Nunca imaginaron la indignación mediática y ciudadana frente a semejante atrocidad y en menos de 24 horas se vieron obligados a reversar. Pero un día después del archivo del orangután se inventan una nueva iniciativa, en una actitud que realmente demuestra el poco aprecio que el Gobierno y sus aliados en el Congreso tienen por las normas democráticas y la necesaria alternancia en el poder. Pretenden modificar el calendario electoral, cancelar las elecciones de Congreso previstas para marzo del 2022 y unificarlas con las presidenciales en mayo, en un retroceso de más de 40 años en el reloj de la historia. Buscan que todas las maquinarias politiqueras se unan para impulsar el candidato de la derecha en la primera vuelta presidencial y debilitar el voto independiente y ciudadano que hoy es mayoritario a la hora de elegir al presidente de los colombianos. A todas luces se trata de una maniobra tramposa, con el falso argumento de ahorrar dinero al Estado en momentos de crisis fiscal. 

Al Gobierno y sus partidos se les nota demasiado el miedo a enfrentar unas elecciones con las mismas reglas de juego con las que ellos se eligieron en el 2018. Tampoco parecen comprender la insensatez y el peligro de sus actuaciones. Juegan con candela en momentos de gran polarización del país porque históricamente estos cambios de fechas de elecciones, con el propósito de mantenerse arbitrariamente en el poder, han generado ciclos de violencia en el pasado. Venden como segura la elección de Petro en el 2022 para asustar a empresarios y ciudadanos ingenuos, como si las únicas opciones que tuviera el país fueran la de Uribe y el candidato de la Colombia Humana, cuando falta más de un año para las elecciones. Y, aún si la única opción de la oposición a este mal Gobierno fuera Petro, lo que no es así porque avanzamos en la construcción de una amplia convergencia alejada de los extremos, es una barbaridad plantear un cambio inconstitucional de las reglas de juego dizque para evitar su llegada al poder. Absurdo, irresponsable y peligroso este camino que emprendieron, que sólo traerá dolores de cabeza al país y al propio Gobierno. 

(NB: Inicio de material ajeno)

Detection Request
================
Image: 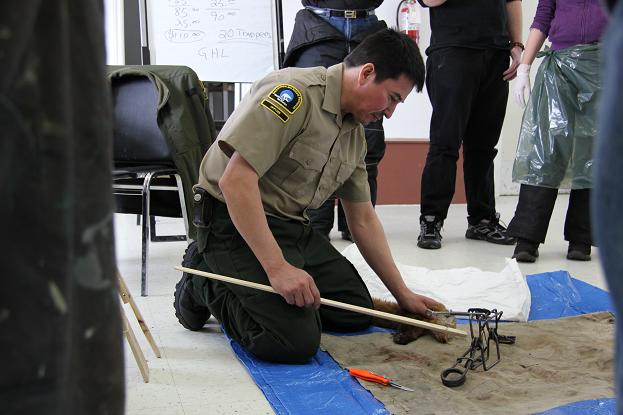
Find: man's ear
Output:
[357,63,376,85]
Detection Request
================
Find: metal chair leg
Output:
[141,172,153,297]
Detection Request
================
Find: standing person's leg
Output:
[592,4,623,414]
[418,48,482,249]
[507,184,558,262]
[564,189,593,261]
[463,50,515,245]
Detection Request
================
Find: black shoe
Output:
[513,238,539,262]
[418,215,443,249]
[173,242,210,331]
[567,242,591,261]
[465,213,517,245]
[342,230,355,242]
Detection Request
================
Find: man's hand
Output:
[502,46,522,81]
[513,63,530,108]
[268,262,320,308]
[397,291,441,317]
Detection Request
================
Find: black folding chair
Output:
[112,76,188,296]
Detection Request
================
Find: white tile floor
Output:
[115,195,605,415]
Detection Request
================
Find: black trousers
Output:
[193,201,373,363]
[308,120,385,235]
[508,184,593,245]
[421,47,509,224]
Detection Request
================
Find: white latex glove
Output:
[513,63,531,108]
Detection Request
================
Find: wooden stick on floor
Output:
[121,307,149,383]
[117,270,161,357]
[175,266,467,336]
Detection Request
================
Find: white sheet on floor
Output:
[342,244,530,321]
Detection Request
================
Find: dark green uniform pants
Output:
[193,201,372,363]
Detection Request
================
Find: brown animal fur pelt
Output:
[372,298,456,344]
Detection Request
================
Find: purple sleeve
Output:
[530,0,556,36]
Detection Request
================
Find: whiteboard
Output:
[146,0,277,82]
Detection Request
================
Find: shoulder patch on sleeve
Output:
[268,84,303,114]
[260,98,290,123]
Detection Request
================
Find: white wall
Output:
[282,0,432,140]
[104,0,538,195]
[283,0,538,195]
[104,0,125,65]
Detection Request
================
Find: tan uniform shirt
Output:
[199,64,370,221]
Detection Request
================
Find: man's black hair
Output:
[344,29,425,92]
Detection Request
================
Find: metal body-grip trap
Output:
[433,308,515,387]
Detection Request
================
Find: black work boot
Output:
[567,241,591,261]
[465,213,517,245]
[418,215,443,249]
[173,242,210,331]
[513,238,539,262]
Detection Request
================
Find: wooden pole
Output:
[175,266,467,336]
[117,269,161,358]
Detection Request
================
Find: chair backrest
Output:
[112,76,173,165]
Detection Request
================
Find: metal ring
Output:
[441,367,467,388]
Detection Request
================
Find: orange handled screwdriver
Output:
[348,368,413,392]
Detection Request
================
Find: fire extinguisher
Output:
[396,0,422,44]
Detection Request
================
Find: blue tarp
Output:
[231,271,616,415]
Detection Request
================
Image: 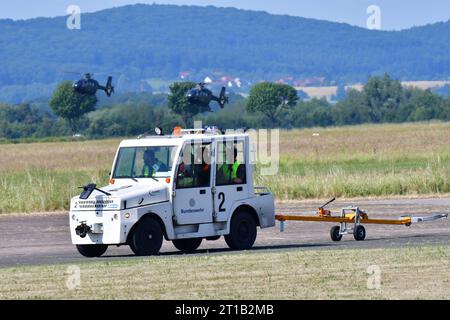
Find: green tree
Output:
[49,81,97,133]
[168,81,202,126]
[363,74,403,123]
[247,82,298,126]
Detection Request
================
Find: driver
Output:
[142,149,167,178]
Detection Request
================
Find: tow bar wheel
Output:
[330,226,342,241]
[353,225,366,241]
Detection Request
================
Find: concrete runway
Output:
[0,198,450,267]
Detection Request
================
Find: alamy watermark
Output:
[366,4,381,30]
[367,265,381,290]
[66,4,81,30]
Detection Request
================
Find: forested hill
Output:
[0,5,450,92]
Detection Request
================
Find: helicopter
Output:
[186,82,228,111]
[72,73,114,97]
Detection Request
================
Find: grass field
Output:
[0,247,450,299]
[0,123,450,213]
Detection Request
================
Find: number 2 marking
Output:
[219,192,227,212]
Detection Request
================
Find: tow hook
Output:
[75,221,91,238]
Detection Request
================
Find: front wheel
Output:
[225,211,257,250]
[130,217,163,256]
[172,238,203,253]
[77,244,108,258]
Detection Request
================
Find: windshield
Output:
[113,146,175,179]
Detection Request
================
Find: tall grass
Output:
[0,123,450,213]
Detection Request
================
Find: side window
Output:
[115,148,136,177]
[176,143,211,189]
[216,141,247,186]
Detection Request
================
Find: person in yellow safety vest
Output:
[142,149,167,178]
[219,148,244,184]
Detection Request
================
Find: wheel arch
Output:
[127,212,169,243]
[230,204,261,227]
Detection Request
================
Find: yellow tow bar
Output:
[275,199,448,241]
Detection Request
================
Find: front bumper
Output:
[69,211,129,244]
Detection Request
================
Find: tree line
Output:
[0,75,450,139]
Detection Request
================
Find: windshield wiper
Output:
[80,183,111,200]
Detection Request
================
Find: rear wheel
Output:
[225,211,257,250]
[77,244,108,258]
[130,217,163,256]
[330,226,342,241]
[172,238,203,253]
[353,225,366,241]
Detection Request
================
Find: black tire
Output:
[330,226,342,241]
[77,244,108,258]
[172,238,203,253]
[129,217,163,256]
[225,211,257,250]
[353,225,366,241]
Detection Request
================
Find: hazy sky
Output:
[0,0,450,30]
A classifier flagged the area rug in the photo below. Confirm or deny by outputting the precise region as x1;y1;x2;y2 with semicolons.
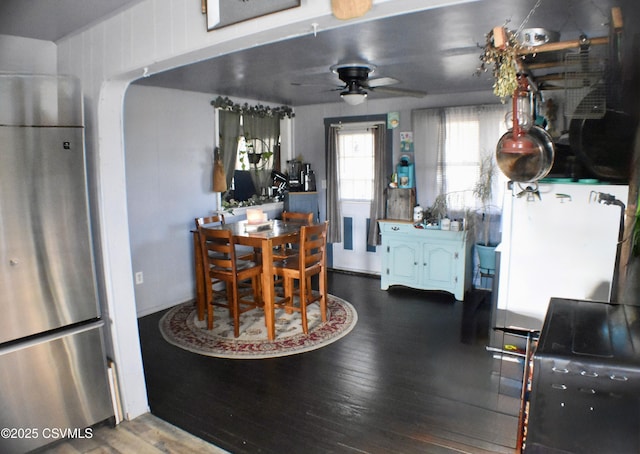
160;295;358;359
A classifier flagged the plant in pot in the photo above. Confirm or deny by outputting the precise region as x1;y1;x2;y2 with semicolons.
424;194;447;229
468;153;497;274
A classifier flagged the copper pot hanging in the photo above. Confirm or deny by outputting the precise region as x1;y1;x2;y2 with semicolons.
496;74;554;183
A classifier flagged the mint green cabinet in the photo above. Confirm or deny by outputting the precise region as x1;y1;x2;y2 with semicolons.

No voté por Petro en el 2018 y ahora participamos con el movimiento En Marcha de un proyecto político distinto. Pero estas actuaciones de las fuerzas gobiernistas generan temor e inquietud. ¿Cómo se puede llamar a un sistema que con trampa y no en las urnas busca evitar que un dirigente político que dejó las armas, se la jugó por la Paz y se reincorporó plenamente a la sociedad, sea elegido presidente? Simplemente dictadura, como en Venezuela.

*Juan Fernando Cristo Bustos, @cristobustos, ex Ministro del Interior y ex senador.